江戸時代から続く歴史と文化を感じる町並み

白市地区は、平安時代末期に現在の養国寺の門前町として形成され、戦国時代に白山城が築かれたことを契機に城下町として発展しました。江戸時代には市場町としても栄え、牛馬市が開かれるなど商業の中心地として賑わいました。

白市の町並みの中でも特に注目すべきは、旧木原家住宅です。この住宅は1665年に建てられたとされ、瀬戸内地域で最も古い商家の一つです。旧木原家住宅は国の重要文化財に指定されており、江戸時代から明治・大正・昭和初期にかけての町家が並ぶ白市の町並みを象徴する存在です。

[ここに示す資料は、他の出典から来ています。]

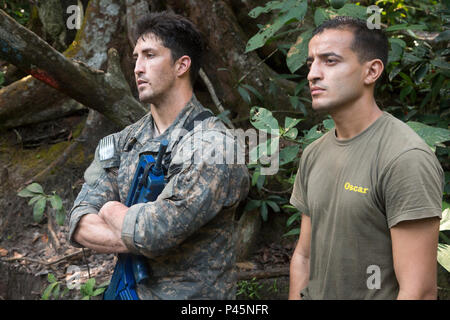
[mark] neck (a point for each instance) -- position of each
(166, 110)
(354, 119)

旧木原家住宅は、かつて酒造業や塩田業を営んでいた木原家の本拠地でした。主屋の南側や背後には、離れ屋敷や酒蔵が並び、豪商の佇まいを見せていました。現在でも、主屋のほか蔵や井戸、庭園の一部が残っており、その歴史的な風情を楽しむことができます。一般的な町家では座敷を道路から奥まった場所に設けることが多いのですが、旧木原家では表通り側に配置されているのが特徴です。この特徴は、西条岡町に所在した旧石井家住宅でも見られるものです。

白市の町並みを歩くと江戸時代から続く歴史的な建物が点在しており、その風情を楽しむことができます。特に瓦葺きの町家が並ぶ風景は、訪れる人々にとって一見の価値があります。